Eastman Kodak Co. expects to take a loss between $12 million and $17 million in restructuring and related charges if it completes the sale of its Kettering-based Prosper print business, the company said in a federal filing.
The company announced in March 2016 that it wanted to sell the commercial inkjet business, which accounts for more than $80 million in sales for Kodak.
About 400 people work at Kodak’s office and labs at the Miami Research Park in Kettering and a major part of its business there is the Prosper inkjet program.

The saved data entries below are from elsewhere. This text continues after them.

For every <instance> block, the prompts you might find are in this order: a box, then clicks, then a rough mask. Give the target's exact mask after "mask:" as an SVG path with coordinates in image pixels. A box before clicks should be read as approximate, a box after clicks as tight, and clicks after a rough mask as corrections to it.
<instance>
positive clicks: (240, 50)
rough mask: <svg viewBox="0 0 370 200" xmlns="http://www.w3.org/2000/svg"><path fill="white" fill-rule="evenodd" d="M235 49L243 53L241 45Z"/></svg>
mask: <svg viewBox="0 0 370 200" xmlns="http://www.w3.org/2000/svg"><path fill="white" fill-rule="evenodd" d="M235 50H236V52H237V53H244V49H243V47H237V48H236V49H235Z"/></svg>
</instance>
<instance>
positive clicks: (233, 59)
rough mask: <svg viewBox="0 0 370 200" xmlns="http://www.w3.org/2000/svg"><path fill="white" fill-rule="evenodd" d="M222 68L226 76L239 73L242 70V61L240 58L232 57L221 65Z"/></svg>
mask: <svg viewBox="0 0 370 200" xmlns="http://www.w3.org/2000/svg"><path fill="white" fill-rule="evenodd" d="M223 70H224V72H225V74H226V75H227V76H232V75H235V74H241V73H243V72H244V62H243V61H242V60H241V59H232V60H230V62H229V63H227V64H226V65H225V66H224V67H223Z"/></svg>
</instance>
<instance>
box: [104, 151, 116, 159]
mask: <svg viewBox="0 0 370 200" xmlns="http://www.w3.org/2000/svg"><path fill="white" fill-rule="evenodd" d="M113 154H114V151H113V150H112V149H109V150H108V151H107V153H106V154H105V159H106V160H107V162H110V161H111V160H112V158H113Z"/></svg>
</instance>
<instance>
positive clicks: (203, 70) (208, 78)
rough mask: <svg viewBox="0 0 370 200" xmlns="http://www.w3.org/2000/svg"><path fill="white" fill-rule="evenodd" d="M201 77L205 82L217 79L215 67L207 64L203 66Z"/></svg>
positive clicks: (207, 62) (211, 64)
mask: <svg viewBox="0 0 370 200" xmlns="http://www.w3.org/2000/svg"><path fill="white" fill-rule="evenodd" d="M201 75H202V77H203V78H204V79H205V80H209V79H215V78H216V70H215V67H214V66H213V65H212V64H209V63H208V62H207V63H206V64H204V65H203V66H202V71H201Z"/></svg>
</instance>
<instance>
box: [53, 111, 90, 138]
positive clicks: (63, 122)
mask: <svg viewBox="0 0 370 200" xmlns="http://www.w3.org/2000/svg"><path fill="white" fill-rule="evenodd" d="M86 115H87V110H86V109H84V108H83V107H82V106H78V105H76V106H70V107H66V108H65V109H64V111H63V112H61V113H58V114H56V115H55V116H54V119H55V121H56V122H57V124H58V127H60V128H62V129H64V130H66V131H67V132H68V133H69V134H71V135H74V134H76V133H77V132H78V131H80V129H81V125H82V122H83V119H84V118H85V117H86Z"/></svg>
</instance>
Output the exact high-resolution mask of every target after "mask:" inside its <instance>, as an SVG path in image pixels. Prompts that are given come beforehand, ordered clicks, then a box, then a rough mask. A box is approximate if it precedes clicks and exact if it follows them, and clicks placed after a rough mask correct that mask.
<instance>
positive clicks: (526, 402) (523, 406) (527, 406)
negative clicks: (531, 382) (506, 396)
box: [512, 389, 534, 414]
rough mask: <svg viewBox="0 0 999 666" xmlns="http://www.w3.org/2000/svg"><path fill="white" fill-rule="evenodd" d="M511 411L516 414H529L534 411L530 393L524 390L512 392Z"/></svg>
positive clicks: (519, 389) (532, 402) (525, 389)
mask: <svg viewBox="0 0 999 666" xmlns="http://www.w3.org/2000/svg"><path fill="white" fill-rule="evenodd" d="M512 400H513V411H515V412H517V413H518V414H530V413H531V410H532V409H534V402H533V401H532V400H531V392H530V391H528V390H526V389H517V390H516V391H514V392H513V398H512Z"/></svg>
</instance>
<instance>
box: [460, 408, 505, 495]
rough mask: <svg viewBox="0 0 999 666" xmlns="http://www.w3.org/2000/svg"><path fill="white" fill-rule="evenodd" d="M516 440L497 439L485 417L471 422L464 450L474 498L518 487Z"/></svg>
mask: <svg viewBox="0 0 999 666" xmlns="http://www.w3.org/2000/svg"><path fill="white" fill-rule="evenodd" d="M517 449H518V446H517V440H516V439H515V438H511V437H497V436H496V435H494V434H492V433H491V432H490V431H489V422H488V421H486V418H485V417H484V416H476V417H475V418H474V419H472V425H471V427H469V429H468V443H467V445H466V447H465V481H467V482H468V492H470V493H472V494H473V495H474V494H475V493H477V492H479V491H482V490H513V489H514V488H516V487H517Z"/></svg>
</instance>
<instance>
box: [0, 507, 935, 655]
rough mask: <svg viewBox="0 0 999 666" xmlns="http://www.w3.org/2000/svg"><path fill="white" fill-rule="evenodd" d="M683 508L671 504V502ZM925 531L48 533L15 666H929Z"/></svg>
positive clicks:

The site is Kodak’s largest operation outside of its headquarters in Rochester, N.Y.
In its most recent quarterly earnings report released in November, Kodak CEO Jeff Clarke said the company continues to shop its Prosper inkjet business and the company said the deal should be finalized sometime this year.
Kodak expects that between $3 million and $5 million in separation benefits costs for employees at the Kettering plant will require cash expenditures related to special termination benefits from the company’s pension plans, the Rochester Democrat and Chronicle reported.
When Kodak purchased the Kettering inkjet operation, the products developed and manufactured there were called Versamark. After the acquisition, Kodak invested in new technology development in Kettering that is now known as Prosper.
The company introduced the Kodak Prosper 1000 Plus Press in February 2015, calling the product developed in Kettering “the world’s fastest black and white inkjet press.” The Prosper press can print at speeds up to 4,364 pages per minute, allowing book publishers to produce shorter print runs more quickly and profitably, officials said.
Founded in 1880, Kodak was a pioneer in the print and movie film industries. In recent times, the company has struggled as more people use digital products. Since 2012, the company has laid off more than 3,500 employees in the United States.